Option 3: Author Study. You might continue your investigation of one of the authors we have studied so far this year: Calvino, Ellison, Rhys, Bronte, Joyce. Or you might want to study another major author. Your study will include an investigation of (1) the author's life and cultural context and (2) her/his literary output beyond what you have already read.

Option 4: Literary Movement. You might continue your investigation of a literary movement that we have touched upon this year: Romanticism, Gothicism, Victorianism, Modernism. Or you might want to study another literary movement. Your study will include an investigation of (1) the -ism and (2) representative literary works from the movement.

Option 5: Literature of a Culture. You might continue your investigation of the literature produced by a particular culture.
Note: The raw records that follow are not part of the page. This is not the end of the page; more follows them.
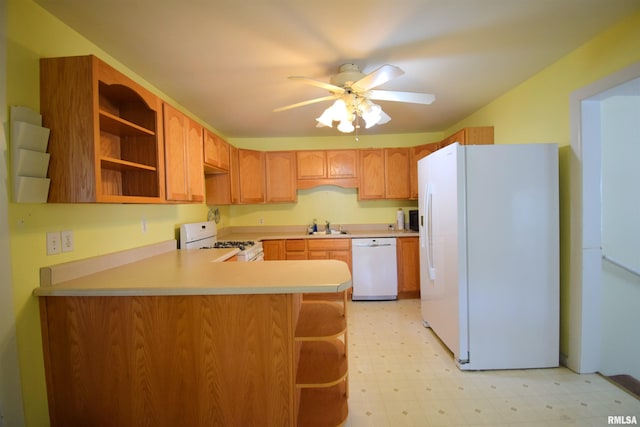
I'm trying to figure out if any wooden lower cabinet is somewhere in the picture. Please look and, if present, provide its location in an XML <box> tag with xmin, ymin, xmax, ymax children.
<box><xmin>40</xmin><ymin>294</ymin><xmax>348</xmax><ymax>427</ymax></box>
<box><xmin>262</xmin><ymin>240</ymin><xmax>285</xmax><ymax>261</ymax></box>
<box><xmin>284</xmin><ymin>239</ymin><xmax>307</xmax><ymax>260</ymax></box>
<box><xmin>307</xmin><ymin>239</ymin><xmax>351</xmax><ymax>271</ymax></box>
<box><xmin>396</xmin><ymin>237</ymin><xmax>420</xmax><ymax>298</ymax></box>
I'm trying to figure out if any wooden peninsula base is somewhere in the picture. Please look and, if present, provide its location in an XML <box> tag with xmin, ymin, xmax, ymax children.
<box><xmin>40</xmin><ymin>292</ymin><xmax>348</xmax><ymax>427</ymax></box>
<box><xmin>34</xmin><ymin>247</ymin><xmax>351</xmax><ymax>427</ymax></box>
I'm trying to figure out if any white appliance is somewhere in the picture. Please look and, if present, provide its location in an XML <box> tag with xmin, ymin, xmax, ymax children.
<box><xmin>418</xmin><ymin>143</ymin><xmax>559</xmax><ymax>370</ymax></box>
<box><xmin>351</xmin><ymin>237</ymin><xmax>398</xmax><ymax>301</ymax></box>
<box><xmin>180</xmin><ymin>221</ymin><xmax>264</xmax><ymax>261</ymax></box>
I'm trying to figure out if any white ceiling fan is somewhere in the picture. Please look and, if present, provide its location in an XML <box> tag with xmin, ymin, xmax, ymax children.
<box><xmin>273</xmin><ymin>64</ymin><xmax>436</xmax><ymax>133</ymax></box>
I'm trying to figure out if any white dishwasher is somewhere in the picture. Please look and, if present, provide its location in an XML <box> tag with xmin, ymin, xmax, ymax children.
<box><xmin>351</xmin><ymin>237</ymin><xmax>398</xmax><ymax>300</ymax></box>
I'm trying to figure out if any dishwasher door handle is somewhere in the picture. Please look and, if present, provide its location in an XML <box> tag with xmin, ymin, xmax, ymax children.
<box><xmin>353</xmin><ymin>243</ymin><xmax>393</xmax><ymax>248</ymax></box>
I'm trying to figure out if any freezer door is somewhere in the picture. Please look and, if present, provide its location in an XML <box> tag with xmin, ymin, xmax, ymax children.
<box><xmin>461</xmin><ymin>144</ymin><xmax>559</xmax><ymax>369</ymax></box>
<box><xmin>418</xmin><ymin>144</ymin><xmax>468</xmax><ymax>360</ymax></box>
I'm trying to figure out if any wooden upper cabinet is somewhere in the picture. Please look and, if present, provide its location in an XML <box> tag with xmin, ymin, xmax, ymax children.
<box><xmin>409</xmin><ymin>142</ymin><xmax>440</xmax><ymax>200</ymax></box>
<box><xmin>384</xmin><ymin>147</ymin><xmax>411</xmax><ymax>199</ymax></box>
<box><xmin>440</xmin><ymin>126</ymin><xmax>493</xmax><ymax>147</ymax></box>
<box><xmin>164</xmin><ymin>104</ymin><xmax>204</xmax><ymax>202</ymax></box>
<box><xmin>296</xmin><ymin>150</ymin><xmax>358</xmax><ymax>188</ymax></box>
<box><xmin>238</xmin><ymin>149</ymin><xmax>266</xmax><ymax>204</ymax></box>
<box><xmin>265</xmin><ymin>151</ymin><xmax>297</xmax><ymax>203</ymax></box>
<box><xmin>296</xmin><ymin>151</ymin><xmax>327</xmax><ymax>179</ymax></box>
<box><xmin>358</xmin><ymin>148</ymin><xmax>385</xmax><ymax>200</ymax></box>
<box><xmin>204</xmin><ymin>130</ymin><xmax>230</xmax><ymax>173</ymax></box>
<box><xmin>205</xmin><ymin>145</ymin><xmax>240</xmax><ymax>205</ymax></box>
<box><xmin>40</xmin><ymin>55</ymin><xmax>165</xmax><ymax>203</ymax></box>
<box><xmin>326</xmin><ymin>150</ymin><xmax>358</xmax><ymax>179</ymax></box>
<box><xmin>187</xmin><ymin>119</ymin><xmax>204</xmax><ymax>202</ymax></box>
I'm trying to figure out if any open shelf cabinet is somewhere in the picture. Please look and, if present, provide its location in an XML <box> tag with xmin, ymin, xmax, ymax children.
<box><xmin>295</xmin><ymin>291</ymin><xmax>349</xmax><ymax>426</ymax></box>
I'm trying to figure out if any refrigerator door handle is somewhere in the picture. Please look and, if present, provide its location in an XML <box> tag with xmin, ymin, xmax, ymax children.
<box><xmin>425</xmin><ymin>184</ymin><xmax>436</xmax><ymax>280</ymax></box>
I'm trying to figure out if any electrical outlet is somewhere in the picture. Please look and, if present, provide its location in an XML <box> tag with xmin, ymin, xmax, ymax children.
<box><xmin>60</xmin><ymin>230</ymin><xmax>73</xmax><ymax>252</ymax></box>
<box><xmin>47</xmin><ymin>231</ymin><xmax>60</xmax><ymax>255</ymax></box>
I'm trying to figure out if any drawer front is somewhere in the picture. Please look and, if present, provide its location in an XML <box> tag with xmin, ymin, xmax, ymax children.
<box><xmin>285</xmin><ymin>239</ymin><xmax>306</xmax><ymax>252</ymax></box>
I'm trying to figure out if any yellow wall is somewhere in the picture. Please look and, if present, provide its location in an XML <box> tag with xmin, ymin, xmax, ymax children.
<box><xmin>7</xmin><ymin>0</ymin><xmax>207</xmax><ymax>426</ymax></box>
<box><xmin>7</xmin><ymin>0</ymin><xmax>640</xmax><ymax>426</ymax></box>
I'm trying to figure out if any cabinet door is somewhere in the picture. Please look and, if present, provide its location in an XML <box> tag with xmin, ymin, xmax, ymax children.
<box><xmin>326</xmin><ymin>150</ymin><xmax>358</xmax><ymax>178</ymax></box>
<box><xmin>296</xmin><ymin>151</ymin><xmax>327</xmax><ymax>179</ymax></box>
<box><xmin>205</xmin><ymin>145</ymin><xmax>240</xmax><ymax>205</ymax></box>
<box><xmin>238</xmin><ymin>149</ymin><xmax>265</xmax><ymax>204</ymax></box>
<box><xmin>163</xmin><ymin>104</ymin><xmax>189</xmax><ymax>201</ymax></box>
<box><xmin>358</xmin><ymin>148</ymin><xmax>385</xmax><ymax>200</ymax></box>
<box><xmin>396</xmin><ymin>237</ymin><xmax>420</xmax><ymax>298</ymax></box>
<box><xmin>204</xmin><ymin>130</ymin><xmax>229</xmax><ymax>172</ymax></box>
<box><xmin>409</xmin><ymin>142</ymin><xmax>440</xmax><ymax>200</ymax></box>
<box><xmin>187</xmin><ymin>118</ymin><xmax>204</xmax><ymax>202</ymax></box>
<box><xmin>384</xmin><ymin>147</ymin><xmax>411</xmax><ymax>199</ymax></box>
<box><xmin>229</xmin><ymin>145</ymin><xmax>240</xmax><ymax>205</ymax></box>
<box><xmin>265</xmin><ymin>151</ymin><xmax>297</xmax><ymax>203</ymax></box>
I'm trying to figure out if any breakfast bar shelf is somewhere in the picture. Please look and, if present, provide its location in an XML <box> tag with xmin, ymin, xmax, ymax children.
<box><xmin>298</xmin><ymin>381</ymin><xmax>349</xmax><ymax>427</ymax></box>
<box><xmin>296</xmin><ymin>301</ymin><xmax>347</xmax><ymax>341</ymax></box>
<box><xmin>296</xmin><ymin>339</ymin><xmax>348</xmax><ymax>388</ymax></box>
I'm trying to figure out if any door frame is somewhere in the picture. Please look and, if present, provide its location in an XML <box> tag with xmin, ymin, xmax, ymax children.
<box><xmin>562</xmin><ymin>62</ymin><xmax>640</xmax><ymax>373</ymax></box>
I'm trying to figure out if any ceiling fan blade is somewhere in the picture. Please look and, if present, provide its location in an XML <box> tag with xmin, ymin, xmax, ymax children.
<box><xmin>351</xmin><ymin>64</ymin><xmax>404</xmax><ymax>92</ymax></box>
<box><xmin>273</xmin><ymin>95</ymin><xmax>338</xmax><ymax>112</ymax></box>
<box><xmin>367</xmin><ymin>90</ymin><xmax>436</xmax><ymax>104</ymax></box>
<box><xmin>289</xmin><ymin>76</ymin><xmax>344</xmax><ymax>94</ymax></box>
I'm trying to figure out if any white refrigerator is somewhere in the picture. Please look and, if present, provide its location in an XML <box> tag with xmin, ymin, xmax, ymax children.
<box><xmin>418</xmin><ymin>143</ymin><xmax>560</xmax><ymax>370</ymax></box>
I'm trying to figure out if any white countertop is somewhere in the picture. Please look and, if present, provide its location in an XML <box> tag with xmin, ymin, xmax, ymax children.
<box><xmin>218</xmin><ymin>227</ymin><xmax>419</xmax><ymax>241</ymax></box>
<box><xmin>34</xmin><ymin>242</ymin><xmax>351</xmax><ymax>296</ymax></box>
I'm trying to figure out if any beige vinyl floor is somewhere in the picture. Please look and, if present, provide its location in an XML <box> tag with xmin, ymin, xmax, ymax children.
<box><xmin>345</xmin><ymin>299</ymin><xmax>640</xmax><ymax>427</ymax></box>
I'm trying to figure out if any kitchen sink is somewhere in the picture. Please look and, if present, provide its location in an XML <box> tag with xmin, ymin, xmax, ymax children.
<box><xmin>305</xmin><ymin>230</ymin><xmax>349</xmax><ymax>236</ymax></box>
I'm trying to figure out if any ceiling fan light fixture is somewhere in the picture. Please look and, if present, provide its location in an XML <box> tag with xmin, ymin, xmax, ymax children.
<box><xmin>361</xmin><ymin>102</ymin><xmax>382</xmax><ymax>129</ymax></box>
<box><xmin>338</xmin><ymin>120</ymin><xmax>355</xmax><ymax>133</ymax></box>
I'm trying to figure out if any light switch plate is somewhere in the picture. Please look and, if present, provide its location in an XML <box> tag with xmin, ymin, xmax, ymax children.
<box><xmin>60</xmin><ymin>230</ymin><xmax>73</xmax><ymax>252</ymax></box>
<box><xmin>47</xmin><ymin>231</ymin><xmax>60</xmax><ymax>255</ymax></box>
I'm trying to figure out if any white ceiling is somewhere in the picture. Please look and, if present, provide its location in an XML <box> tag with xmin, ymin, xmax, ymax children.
<box><xmin>36</xmin><ymin>0</ymin><xmax>640</xmax><ymax>138</ymax></box>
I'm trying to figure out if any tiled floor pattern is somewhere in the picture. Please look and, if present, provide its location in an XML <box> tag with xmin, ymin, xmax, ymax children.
<box><xmin>346</xmin><ymin>300</ymin><xmax>640</xmax><ymax>427</ymax></box>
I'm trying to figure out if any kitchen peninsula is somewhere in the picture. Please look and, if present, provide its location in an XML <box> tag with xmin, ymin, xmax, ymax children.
<box><xmin>34</xmin><ymin>241</ymin><xmax>351</xmax><ymax>426</ymax></box>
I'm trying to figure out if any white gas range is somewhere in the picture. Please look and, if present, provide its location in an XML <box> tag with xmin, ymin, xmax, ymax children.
<box><xmin>180</xmin><ymin>221</ymin><xmax>264</xmax><ymax>261</ymax></box>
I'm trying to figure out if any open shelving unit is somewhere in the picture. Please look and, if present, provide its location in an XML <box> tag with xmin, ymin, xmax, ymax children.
<box><xmin>295</xmin><ymin>291</ymin><xmax>349</xmax><ymax>426</ymax></box>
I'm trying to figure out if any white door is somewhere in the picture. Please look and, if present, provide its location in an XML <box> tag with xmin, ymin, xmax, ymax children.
<box><xmin>418</xmin><ymin>144</ymin><xmax>466</xmax><ymax>359</ymax></box>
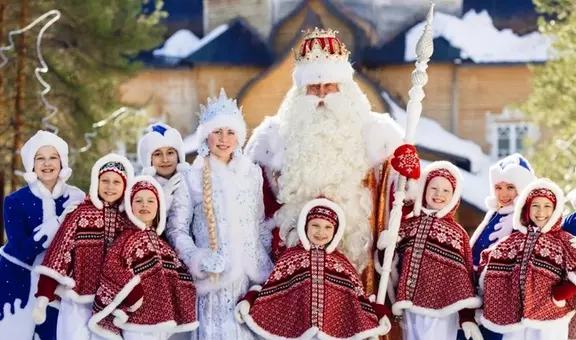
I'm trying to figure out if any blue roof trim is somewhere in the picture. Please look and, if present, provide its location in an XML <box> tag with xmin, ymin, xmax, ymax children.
<box><xmin>181</xmin><ymin>17</ymin><xmax>274</xmax><ymax>67</ymax></box>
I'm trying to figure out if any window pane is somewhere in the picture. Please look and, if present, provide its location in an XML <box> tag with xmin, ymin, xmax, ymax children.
<box><xmin>515</xmin><ymin>124</ymin><xmax>528</xmax><ymax>152</ymax></box>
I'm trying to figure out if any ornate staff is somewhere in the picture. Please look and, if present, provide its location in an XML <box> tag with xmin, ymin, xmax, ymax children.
<box><xmin>376</xmin><ymin>1</ymin><xmax>434</xmax><ymax>304</ymax></box>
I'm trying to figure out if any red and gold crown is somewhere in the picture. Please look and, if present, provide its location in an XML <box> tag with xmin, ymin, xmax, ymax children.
<box><xmin>294</xmin><ymin>27</ymin><xmax>350</xmax><ymax>63</ymax></box>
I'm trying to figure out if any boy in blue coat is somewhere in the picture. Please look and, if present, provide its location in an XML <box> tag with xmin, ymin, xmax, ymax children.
<box><xmin>0</xmin><ymin>131</ymin><xmax>84</xmax><ymax>340</ymax></box>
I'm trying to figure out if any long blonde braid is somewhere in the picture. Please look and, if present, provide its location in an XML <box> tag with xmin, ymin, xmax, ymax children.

The works we have read so far this year have come out of several cultural contexts: Italian, African-American, Anglo-Caribbean, English, Irish. Or you might to want to study the literature of another culture. You will (1) investigate the literature produced by the particular culture and (2) read representative literary works from the culture.

Option 6: Critical Lens. You might study literature using a particular critical lens: gender studies, critical race theory, queer theory, Marxist literary criticism, psychoanalytic (Freudian) literary criticism, archetypal literary criticism, ecocriticism, deconstruction, etc. (Click here for Wikipedia's "literary theory" page for more ideas.) You will (1) investigate the critical theory and (2) read literary works "through the lens" of the critical theory.

Option 7: Something else that you concoct and propose. This something else should have a research component and a literary component.

Wednesday, January 16, 2013

Responses to the Final Discussion: Portrait of the Artist

In the comment section below, please respond to one of your classmate's ideas during the discussion of the book on Wednesday.  You can extend their ideas, disagree with his or her ideas in a constructive way, or use his or her ideas to go a bit deeper into something you have been thinking about.  Please post your response by Tuesday, January 22.

Thursday, January 10, 2013

Midterm Vocabulary and Essay

My apologies for being so late with this post for the vocabulary.  I have scheduled time with Ms. Saunders for you to enter in all of the information that you have gathered tomorrow, Friday, January 11. So don't worry about having the info in by class time on Friday.  MLA format for citations is good (and is usually standard in humanities courses).

The Portrait of an Artist essay question was handed out by my substitute yesterday, so if anyone missed this please see my bookshelf for a copy.  I will need to collect these papers on Friday, January 18th, so that I will have time to have them graded before midterms and the end of the quarter.  We will be talking about it in class today and we will be discussing parts IV and V early next week.  As an alert, I will be asking for a summary for those parts (written just before the discussion, of course) and I am particularly interested in how you understand Stephen's aesthetic theory, as this is where the book as been heading.